[Bank of England executive] Paul Tucker told MPs that Barclays’ abuse of the Libor system may be only one part of the banks’ dishonesty over crucial financial information, suggesting that other markets should now be investigated.
An official inquiry into Libor – which helps determine interest rates for householders and businesses – should be broadened to include several over markets where banks are trusted to report their own data, he said.
The Libor scandal could be repeated in a number of other “self-certifying” markets where prices are determined, he said.
“Self-certification is clearly open to abuse, so this could occur elsewhere,” he said.
A Financial Services Authority inquiry into Libor should be extended to other self-certifying markets, he said. The Treasury said last night that the review, led by Martin Wheatley, was free to examine markets other than Libor.

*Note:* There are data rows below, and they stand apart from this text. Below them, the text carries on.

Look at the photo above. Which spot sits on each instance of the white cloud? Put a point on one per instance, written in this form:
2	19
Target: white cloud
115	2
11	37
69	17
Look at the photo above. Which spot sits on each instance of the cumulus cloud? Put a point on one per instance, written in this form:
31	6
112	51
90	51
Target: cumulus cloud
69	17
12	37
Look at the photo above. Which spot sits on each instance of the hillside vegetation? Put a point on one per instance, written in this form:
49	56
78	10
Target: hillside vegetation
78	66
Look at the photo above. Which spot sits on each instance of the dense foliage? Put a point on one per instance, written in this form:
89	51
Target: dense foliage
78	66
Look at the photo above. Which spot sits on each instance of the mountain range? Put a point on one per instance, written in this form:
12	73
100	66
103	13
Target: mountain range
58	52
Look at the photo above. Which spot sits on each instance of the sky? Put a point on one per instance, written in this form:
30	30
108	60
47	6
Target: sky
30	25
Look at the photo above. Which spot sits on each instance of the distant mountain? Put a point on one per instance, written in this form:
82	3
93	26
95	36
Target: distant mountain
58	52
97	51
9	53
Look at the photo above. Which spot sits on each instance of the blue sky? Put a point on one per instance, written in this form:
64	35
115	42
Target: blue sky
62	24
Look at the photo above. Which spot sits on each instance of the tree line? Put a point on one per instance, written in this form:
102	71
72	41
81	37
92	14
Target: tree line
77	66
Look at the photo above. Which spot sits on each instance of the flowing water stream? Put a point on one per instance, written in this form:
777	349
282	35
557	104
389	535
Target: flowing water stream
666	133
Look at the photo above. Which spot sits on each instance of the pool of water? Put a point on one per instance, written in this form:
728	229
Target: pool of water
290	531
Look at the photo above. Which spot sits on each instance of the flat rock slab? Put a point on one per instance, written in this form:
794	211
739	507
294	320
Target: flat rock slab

An expansion of the FSA review could take in a number of other interest-rate-related data as well as some complex financial instruments measuring the difference between banks’ borrowing costs and that of the US government. [i.e. the Ted spread]. Some markets in gold and oil are also based on self-certification.
Avery Goldman noted last year:
On March 15, 2011, the Commodity Exchange (COMEX) and the New York Mercantile Exchange (NYMEX) advised the CFTC that they had approved J.P. Morgan's application to become a licensed vault facility, using a "self-certification" process. The newly licensed vault, located at 1 Chase Manhattan Plaza, NY, NY, is ready to roll as both “weighmaster” and depository, for delivery of gold, silver, platinum and palladium contracts, as of March 17, 2011, two days later."
ETFs, bullion banks, storage facilities and other holders of gold that are "self-certifying" - without any checks by third party auditors - have been caught misreporting and raiding even allocated precious metals accounts, and using the loot to speculate or pay off other debts.
As such, manipulation in the self-certifying portions of the oil and gold markets could have a huge impact on assessing the true health of financial institutions, the economy as a whole, and the assets of individual investors.
Indeed, given the massive fraud committed by the big financial players over the course of many years - and the shear scope and audacity of the Libor scam - it is safe to assume that most self-certifying markets are gamed.
The problem is not just giant, corrupt corporations. Nor is it just giant, corrupt government. It is the the malignant symbiotic relationship between government and corporations against which people worldwide are struggling.